Originally Posted by TLO (Post 17075742)
This is a bit off topic, but I've always found it interesting during the Cold War that nuclear war was avoided by a single man on a Russian submarine.

Literally moments from changing the entire course of history.

Yep. Archipov or something similar. During the blockade of Cuba, he preventing his CO from launching a nuclear-armed torpedo at our ships. He was also the XO of the K-19.

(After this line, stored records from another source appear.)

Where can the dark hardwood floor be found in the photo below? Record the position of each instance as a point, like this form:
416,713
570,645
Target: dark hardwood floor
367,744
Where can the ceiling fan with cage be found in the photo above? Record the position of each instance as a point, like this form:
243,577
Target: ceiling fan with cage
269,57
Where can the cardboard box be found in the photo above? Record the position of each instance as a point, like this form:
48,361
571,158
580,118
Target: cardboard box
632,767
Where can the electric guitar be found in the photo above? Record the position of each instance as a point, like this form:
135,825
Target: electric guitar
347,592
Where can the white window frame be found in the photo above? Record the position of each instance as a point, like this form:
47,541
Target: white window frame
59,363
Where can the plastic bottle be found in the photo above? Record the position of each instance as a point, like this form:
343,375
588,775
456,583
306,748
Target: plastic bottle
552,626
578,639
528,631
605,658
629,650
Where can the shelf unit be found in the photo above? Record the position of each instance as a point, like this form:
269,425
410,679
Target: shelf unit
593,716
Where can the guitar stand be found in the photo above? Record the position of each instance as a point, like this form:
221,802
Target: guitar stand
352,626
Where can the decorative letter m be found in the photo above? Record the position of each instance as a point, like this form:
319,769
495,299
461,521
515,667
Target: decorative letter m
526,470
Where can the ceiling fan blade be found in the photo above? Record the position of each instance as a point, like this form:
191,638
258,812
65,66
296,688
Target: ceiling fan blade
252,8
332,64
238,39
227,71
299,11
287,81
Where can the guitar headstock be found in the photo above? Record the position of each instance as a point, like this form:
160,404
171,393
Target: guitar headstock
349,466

This is my favorite though. NORAD had something similar happen in the 1970s. I'll see if I can find it:

https://www.forbes.com/sites/kionasm...h=1bcc1b622835

If things had gone just slightly differently on a tense night in 1983, today would be the 35th anniversary of the start of of World War III, for whoever was left alive to observe such an occasion. 6:00 Eastern Time on September 25, 2018 marks the moment when one man's decision saved the world from nuclear war.

At just after midnight in Moscow, on September 26, 1983, a siren's wail split the air in the Serpukhov-5 nuclear early-warning facility, a secret bunker just south of Moscow. The red screen across the room from Lt. Colonel Stanislav Petrov's glass-walled office, usually blank, flashed a single ominous word: START. The computer system responsible for processing data from the Soviet Union's Oko launch-detection satellites warned that the United States had just launched a single intercontinental ballistic missile at the Soviet Union. It would strike in 12 minutes.

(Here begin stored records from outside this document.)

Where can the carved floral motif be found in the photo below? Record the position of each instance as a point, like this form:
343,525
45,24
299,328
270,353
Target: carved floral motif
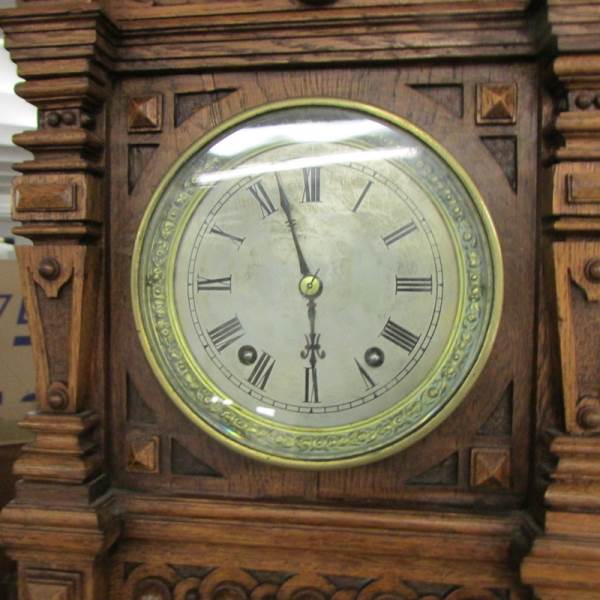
148,582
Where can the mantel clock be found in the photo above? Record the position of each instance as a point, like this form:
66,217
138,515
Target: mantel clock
313,294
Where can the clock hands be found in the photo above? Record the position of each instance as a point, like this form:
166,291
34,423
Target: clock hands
310,287
285,206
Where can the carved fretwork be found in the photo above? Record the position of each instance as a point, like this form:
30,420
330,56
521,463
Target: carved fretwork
563,564
173,582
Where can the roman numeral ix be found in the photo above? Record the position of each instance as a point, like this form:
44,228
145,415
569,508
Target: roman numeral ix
362,196
312,184
234,238
264,202
262,371
225,334
220,284
369,383
400,336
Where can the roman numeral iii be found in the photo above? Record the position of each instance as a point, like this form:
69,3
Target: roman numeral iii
400,336
225,334
262,371
312,184
414,284
390,238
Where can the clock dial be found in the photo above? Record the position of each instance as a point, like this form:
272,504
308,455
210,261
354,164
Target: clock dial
318,284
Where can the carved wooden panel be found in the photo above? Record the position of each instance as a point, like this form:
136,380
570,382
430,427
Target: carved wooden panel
174,582
191,107
577,276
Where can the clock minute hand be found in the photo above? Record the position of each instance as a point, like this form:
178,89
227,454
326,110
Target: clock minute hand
285,206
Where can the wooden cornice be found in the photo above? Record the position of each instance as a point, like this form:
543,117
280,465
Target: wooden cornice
129,37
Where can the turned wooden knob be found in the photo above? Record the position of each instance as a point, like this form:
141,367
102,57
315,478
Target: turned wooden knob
58,396
592,270
49,268
69,118
584,100
152,589
53,119
588,413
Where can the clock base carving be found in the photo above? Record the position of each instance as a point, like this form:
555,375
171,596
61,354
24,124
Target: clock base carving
120,497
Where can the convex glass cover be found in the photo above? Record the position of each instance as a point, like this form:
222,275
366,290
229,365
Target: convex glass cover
317,283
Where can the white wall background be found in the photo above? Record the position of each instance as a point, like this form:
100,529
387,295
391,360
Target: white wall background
15,116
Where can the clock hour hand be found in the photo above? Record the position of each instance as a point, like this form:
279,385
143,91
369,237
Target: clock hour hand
285,206
312,350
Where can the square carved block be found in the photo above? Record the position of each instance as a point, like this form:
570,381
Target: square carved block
496,104
144,113
52,585
143,452
490,467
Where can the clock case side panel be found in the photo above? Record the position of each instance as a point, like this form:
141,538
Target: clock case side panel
480,454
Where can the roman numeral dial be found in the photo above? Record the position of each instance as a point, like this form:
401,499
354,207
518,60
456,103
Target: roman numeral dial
312,184
265,204
226,333
398,234
262,371
414,284
400,336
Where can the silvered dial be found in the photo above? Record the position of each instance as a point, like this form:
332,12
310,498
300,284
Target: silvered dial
316,295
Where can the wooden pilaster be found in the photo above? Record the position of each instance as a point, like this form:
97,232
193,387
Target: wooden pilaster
563,563
61,522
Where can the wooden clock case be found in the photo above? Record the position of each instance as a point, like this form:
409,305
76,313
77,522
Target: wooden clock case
120,496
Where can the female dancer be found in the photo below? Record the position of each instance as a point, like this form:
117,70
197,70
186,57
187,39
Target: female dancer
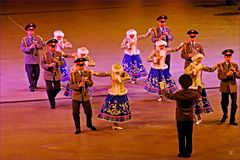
116,108
132,62
159,70
195,69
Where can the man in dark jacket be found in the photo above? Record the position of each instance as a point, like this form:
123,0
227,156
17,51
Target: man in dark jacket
184,113
228,72
30,46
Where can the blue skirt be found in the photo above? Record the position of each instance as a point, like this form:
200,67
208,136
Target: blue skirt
202,105
133,66
115,109
65,75
160,75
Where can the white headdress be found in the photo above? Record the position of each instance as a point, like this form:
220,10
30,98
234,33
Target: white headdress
197,56
160,43
58,33
83,50
131,32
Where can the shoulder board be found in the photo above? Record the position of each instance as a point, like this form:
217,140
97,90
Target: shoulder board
87,70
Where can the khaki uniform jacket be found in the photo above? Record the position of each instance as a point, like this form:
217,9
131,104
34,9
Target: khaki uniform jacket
195,71
80,93
51,73
228,84
188,49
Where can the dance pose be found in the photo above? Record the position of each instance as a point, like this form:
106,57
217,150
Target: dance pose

Petrov picked up the phone in one shaking hand and called his superiors in the Soviet Air Defense Forces. False alarm, he told them. It didn't make sense for the U.S. to have launched a single missile; the reading had to be a bug in the new early warning computer system, which Petrov the software engineer didn't yet completely trust. He had just set the phone back on its cradle when the system flashed a second warning, then three more. Five nuclear missiles were, according to the satellites and their computer system, flying on high ballistic arcs toward the Soviet Union. The computer system calculated the probability of attack at 100%.

PROMOTED

"I had a funny feeling in my gut," Petrov later told a reporter from the Washington Post. If the launch was real, every second would count. Petrov's duty was to pass the warning up the chain of command, providing information to the people with the authority to launch a return salvo before the U.S. missiles could destroy the Soviet Union's ability to strike back.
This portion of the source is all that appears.